Later, he left, not with a rifle but three gold coins. He didn’t know what to do with them, but someone noticed his confusion and gave him a shove toward a swinging door. He went through and found a room lit with lanterns and a fat man with a greasy sheet around his middle who handed him a glass of something.
Dark shadows seemed to follow him between the lightless, ruined, tree-overgrown buildings. Overhead, a tattered and guttering torch of a moon shone on something cloud-high with huge ribs like a well-gnawed carcass. He started walking--the horse-bodied shaman utterly forgotten in his troubles.
On foot he would continue to wander the great forests, widely, from mountains to valleys and rivers, even to sealands in the west and south.
He marveled at the mighty works they left behind. Where had they gone? Had they all fallen sick and died? He was glad they were gone. If they had been there, he knew he would have to fight. And despite his name he was a man of peace, though he would fight for his life if necessary.
When he grew old he would settle down, at a spot not far from the ghost town of Texarkana, as the whiteman had called it. It was still a land without harsh winters, where winter snow only reached to a man’s head. Best of all, not many trees took root on the windswept soil. Nevertheless, he did not remain alone, but Indians came. They called themselves Shos-Shones. They said it was their ancestral land, but they welcomed him because there had been so much sickness among them and now they were very few. When they moved on with their grazing sheep, a young woman stayed behind.

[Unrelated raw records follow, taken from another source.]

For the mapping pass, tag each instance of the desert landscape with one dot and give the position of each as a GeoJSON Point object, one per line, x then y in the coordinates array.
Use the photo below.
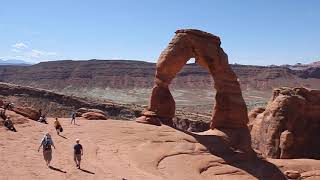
{"type": "Point", "coordinates": [277, 139]}
{"type": "Point", "coordinates": [159, 90]}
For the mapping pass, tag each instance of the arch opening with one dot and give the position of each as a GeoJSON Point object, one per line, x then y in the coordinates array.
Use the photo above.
{"type": "Point", "coordinates": [229, 111]}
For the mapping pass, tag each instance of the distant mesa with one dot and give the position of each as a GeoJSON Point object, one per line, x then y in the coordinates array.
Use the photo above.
{"type": "Point", "coordinates": [15, 62]}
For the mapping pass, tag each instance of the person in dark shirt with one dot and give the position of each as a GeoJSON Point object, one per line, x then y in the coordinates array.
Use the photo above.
{"type": "Point", "coordinates": [78, 152]}
{"type": "Point", "coordinates": [73, 117]}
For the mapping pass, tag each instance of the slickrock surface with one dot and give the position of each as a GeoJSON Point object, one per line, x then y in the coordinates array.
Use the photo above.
{"type": "Point", "coordinates": [124, 149]}
{"type": "Point", "coordinates": [289, 127]}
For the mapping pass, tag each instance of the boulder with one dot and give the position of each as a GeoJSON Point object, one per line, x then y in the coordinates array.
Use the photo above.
{"type": "Point", "coordinates": [28, 112]}
{"type": "Point", "coordinates": [94, 116]}
{"type": "Point", "coordinates": [230, 110]}
{"type": "Point", "coordinates": [292, 174]}
{"type": "Point", "coordinates": [15, 118]}
{"type": "Point", "coordinates": [289, 127]}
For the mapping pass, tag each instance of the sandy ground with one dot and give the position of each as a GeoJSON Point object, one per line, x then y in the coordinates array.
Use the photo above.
{"type": "Point", "coordinates": [125, 149]}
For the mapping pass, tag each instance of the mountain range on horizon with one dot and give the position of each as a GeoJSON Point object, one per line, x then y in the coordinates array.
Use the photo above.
{"type": "Point", "coordinates": [128, 74]}
{"type": "Point", "coordinates": [14, 62]}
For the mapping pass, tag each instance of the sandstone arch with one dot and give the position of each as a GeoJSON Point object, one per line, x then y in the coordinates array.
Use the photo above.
{"type": "Point", "coordinates": [230, 110]}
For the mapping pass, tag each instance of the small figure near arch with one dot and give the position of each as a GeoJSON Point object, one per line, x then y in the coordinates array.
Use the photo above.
{"type": "Point", "coordinates": [230, 110]}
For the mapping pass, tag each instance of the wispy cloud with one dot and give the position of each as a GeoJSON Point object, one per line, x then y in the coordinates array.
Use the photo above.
{"type": "Point", "coordinates": [15, 50]}
{"type": "Point", "coordinates": [38, 53]}
{"type": "Point", "coordinates": [20, 45]}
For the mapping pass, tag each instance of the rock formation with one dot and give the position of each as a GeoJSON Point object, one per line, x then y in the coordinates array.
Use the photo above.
{"type": "Point", "coordinates": [28, 112]}
{"type": "Point", "coordinates": [289, 127]}
{"type": "Point", "coordinates": [230, 109]}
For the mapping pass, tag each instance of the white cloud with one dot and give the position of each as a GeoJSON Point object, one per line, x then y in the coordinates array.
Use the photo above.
{"type": "Point", "coordinates": [20, 45]}
{"type": "Point", "coordinates": [38, 54]}
{"type": "Point", "coordinates": [15, 50]}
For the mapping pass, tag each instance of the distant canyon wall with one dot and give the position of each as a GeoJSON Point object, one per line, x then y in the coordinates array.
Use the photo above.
{"type": "Point", "coordinates": [124, 74]}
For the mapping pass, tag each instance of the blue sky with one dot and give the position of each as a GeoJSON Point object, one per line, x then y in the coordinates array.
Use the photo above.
{"type": "Point", "coordinates": [252, 32]}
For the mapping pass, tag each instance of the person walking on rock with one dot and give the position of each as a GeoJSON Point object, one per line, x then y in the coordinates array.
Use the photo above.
{"type": "Point", "coordinates": [73, 117]}
{"type": "Point", "coordinates": [9, 124]}
{"type": "Point", "coordinates": [57, 126]}
{"type": "Point", "coordinates": [46, 143]}
{"type": "Point", "coordinates": [78, 152]}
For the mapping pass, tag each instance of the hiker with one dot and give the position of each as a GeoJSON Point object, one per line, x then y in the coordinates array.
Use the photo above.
{"type": "Point", "coordinates": [73, 117]}
{"type": "Point", "coordinates": [43, 119]}
{"type": "Point", "coordinates": [8, 106]}
{"type": "Point", "coordinates": [78, 152]}
{"type": "Point", "coordinates": [46, 143]}
{"type": "Point", "coordinates": [9, 124]}
{"type": "Point", "coordinates": [58, 126]}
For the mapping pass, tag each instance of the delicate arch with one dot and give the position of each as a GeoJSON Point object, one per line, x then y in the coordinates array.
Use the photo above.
{"type": "Point", "coordinates": [230, 110]}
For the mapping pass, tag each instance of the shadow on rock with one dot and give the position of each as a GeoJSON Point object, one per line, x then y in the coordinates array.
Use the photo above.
{"type": "Point", "coordinates": [57, 169]}
{"type": "Point", "coordinates": [234, 147]}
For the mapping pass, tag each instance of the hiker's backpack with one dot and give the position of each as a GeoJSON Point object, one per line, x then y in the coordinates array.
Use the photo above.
{"type": "Point", "coordinates": [47, 144]}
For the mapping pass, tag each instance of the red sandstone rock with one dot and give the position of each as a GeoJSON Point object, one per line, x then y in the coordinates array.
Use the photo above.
{"type": "Point", "coordinates": [81, 111]}
{"type": "Point", "coordinates": [230, 110]}
{"type": "Point", "coordinates": [28, 112]}
{"type": "Point", "coordinates": [94, 116]}
{"type": "Point", "coordinates": [292, 174]}
{"type": "Point", "coordinates": [290, 125]}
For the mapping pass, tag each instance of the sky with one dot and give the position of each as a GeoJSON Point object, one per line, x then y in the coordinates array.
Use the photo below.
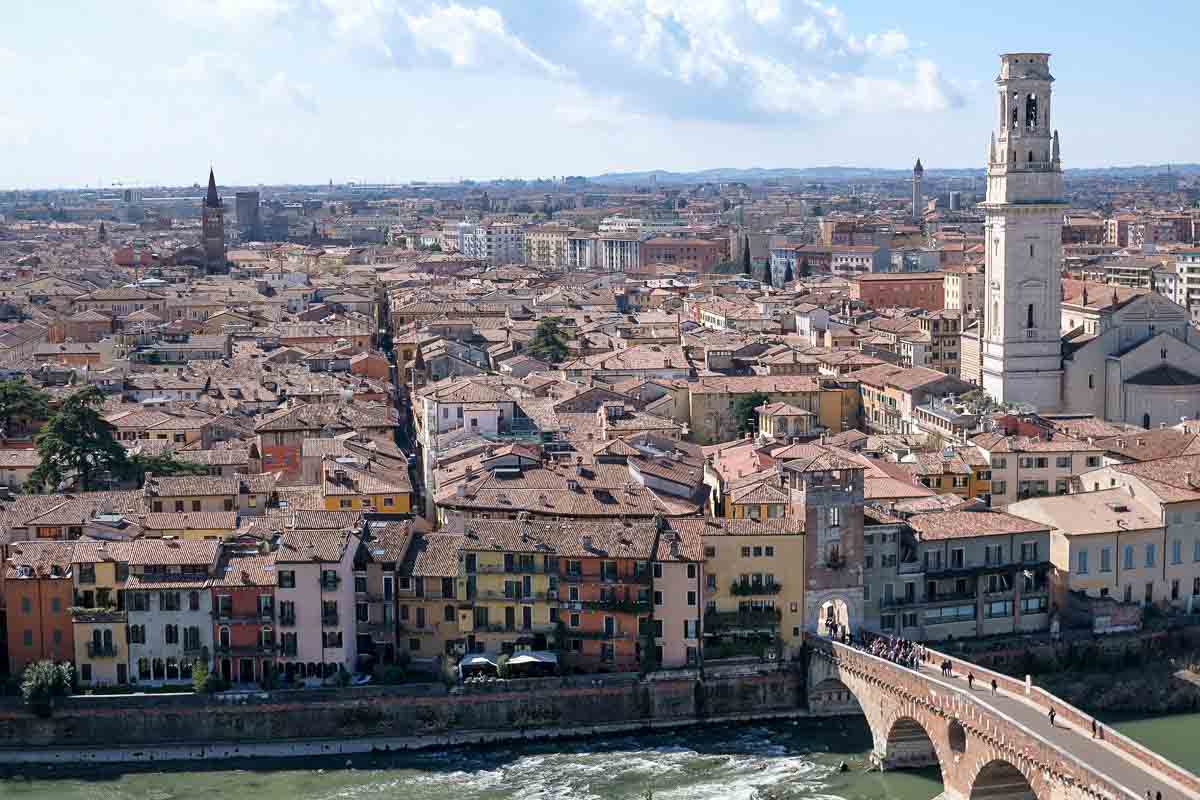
{"type": "Point", "coordinates": [275, 91]}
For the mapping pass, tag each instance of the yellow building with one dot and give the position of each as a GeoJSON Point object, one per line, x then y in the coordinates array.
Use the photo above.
{"type": "Point", "coordinates": [754, 593]}
{"type": "Point", "coordinates": [429, 596]}
{"type": "Point", "coordinates": [347, 485]}
{"type": "Point", "coordinates": [509, 584]}
{"type": "Point", "coordinates": [101, 648]}
{"type": "Point", "coordinates": [199, 524]}
{"type": "Point", "coordinates": [101, 643]}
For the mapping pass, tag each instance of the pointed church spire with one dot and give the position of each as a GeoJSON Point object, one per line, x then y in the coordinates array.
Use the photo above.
{"type": "Point", "coordinates": [211, 199]}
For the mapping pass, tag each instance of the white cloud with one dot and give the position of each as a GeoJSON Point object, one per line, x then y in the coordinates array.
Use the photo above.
{"type": "Point", "coordinates": [739, 59]}
{"type": "Point", "coordinates": [282, 90]}
{"type": "Point", "coordinates": [473, 38]}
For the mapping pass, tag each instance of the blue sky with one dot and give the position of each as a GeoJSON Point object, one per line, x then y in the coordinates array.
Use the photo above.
{"type": "Point", "coordinates": [397, 90]}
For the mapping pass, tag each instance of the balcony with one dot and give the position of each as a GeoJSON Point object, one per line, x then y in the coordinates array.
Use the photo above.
{"type": "Point", "coordinates": [738, 620]}
{"type": "Point", "coordinates": [246, 649]}
{"type": "Point", "coordinates": [102, 650]}
{"type": "Point", "coordinates": [747, 589]}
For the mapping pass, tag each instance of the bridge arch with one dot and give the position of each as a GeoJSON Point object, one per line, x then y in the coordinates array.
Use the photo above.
{"type": "Point", "coordinates": [909, 743]}
{"type": "Point", "coordinates": [1001, 780]}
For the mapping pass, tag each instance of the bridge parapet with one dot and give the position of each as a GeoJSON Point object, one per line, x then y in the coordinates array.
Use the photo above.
{"type": "Point", "coordinates": [973, 740]}
{"type": "Point", "coordinates": [1073, 716]}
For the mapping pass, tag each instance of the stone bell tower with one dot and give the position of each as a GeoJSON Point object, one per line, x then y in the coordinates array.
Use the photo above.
{"type": "Point", "coordinates": [1023, 313]}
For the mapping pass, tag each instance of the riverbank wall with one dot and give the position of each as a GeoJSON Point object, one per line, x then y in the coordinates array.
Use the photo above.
{"type": "Point", "coordinates": [283, 723]}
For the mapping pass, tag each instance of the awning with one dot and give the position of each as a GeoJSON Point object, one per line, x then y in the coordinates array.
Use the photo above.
{"type": "Point", "coordinates": [534, 657]}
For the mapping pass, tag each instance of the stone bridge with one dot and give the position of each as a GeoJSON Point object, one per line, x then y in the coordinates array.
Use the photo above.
{"type": "Point", "coordinates": [989, 746]}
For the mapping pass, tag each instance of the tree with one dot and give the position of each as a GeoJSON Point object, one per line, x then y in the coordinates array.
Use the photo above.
{"type": "Point", "coordinates": [743, 410]}
{"type": "Point", "coordinates": [78, 444]}
{"type": "Point", "coordinates": [42, 681]}
{"type": "Point", "coordinates": [547, 343]}
{"type": "Point", "coordinates": [22, 400]}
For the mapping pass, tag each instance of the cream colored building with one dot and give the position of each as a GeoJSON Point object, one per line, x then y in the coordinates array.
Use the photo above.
{"type": "Point", "coordinates": [754, 582]}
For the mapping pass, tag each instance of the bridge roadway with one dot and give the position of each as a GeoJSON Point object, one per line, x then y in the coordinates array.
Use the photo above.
{"type": "Point", "coordinates": [1125, 763]}
{"type": "Point", "coordinates": [1135, 776]}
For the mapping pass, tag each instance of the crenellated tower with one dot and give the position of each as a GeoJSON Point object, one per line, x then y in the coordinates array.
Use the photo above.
{"type": "Point", "coordinates": [1023, 313]}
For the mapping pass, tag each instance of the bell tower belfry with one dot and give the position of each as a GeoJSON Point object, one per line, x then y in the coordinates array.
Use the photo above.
{"type": "Point", "coordinates": [1023, 314]}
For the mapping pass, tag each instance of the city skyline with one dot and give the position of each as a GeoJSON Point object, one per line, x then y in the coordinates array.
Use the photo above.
{"type": "Point", "coordinates": [305, 91]}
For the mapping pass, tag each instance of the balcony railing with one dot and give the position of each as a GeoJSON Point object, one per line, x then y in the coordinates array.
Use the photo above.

In time there came a son, so the line of O’Kelly Little Soldiers did not vanish from the land.
They did not get the Dutch sickness, as it was called, since Little Soldier cultivated the root of the Lion Plant that seemed to preserve health in himself and all who ate it. It made a delicious broth with venison that they offered to all who shared their lodge. When their guests drank the Little Soldiers’ coffee, they were drinking the herb as well, for it made an excellent and nourishing hot drink. Somehow the word of Little Soldier’s life-preserving herb spread on the wind. The couple were hosts to many tribes through the years. No one disturbed their peace. Destroyed by the plague, the Aztekan empire had faded away, leaving no trace but its name, which continued on maps for a long time after.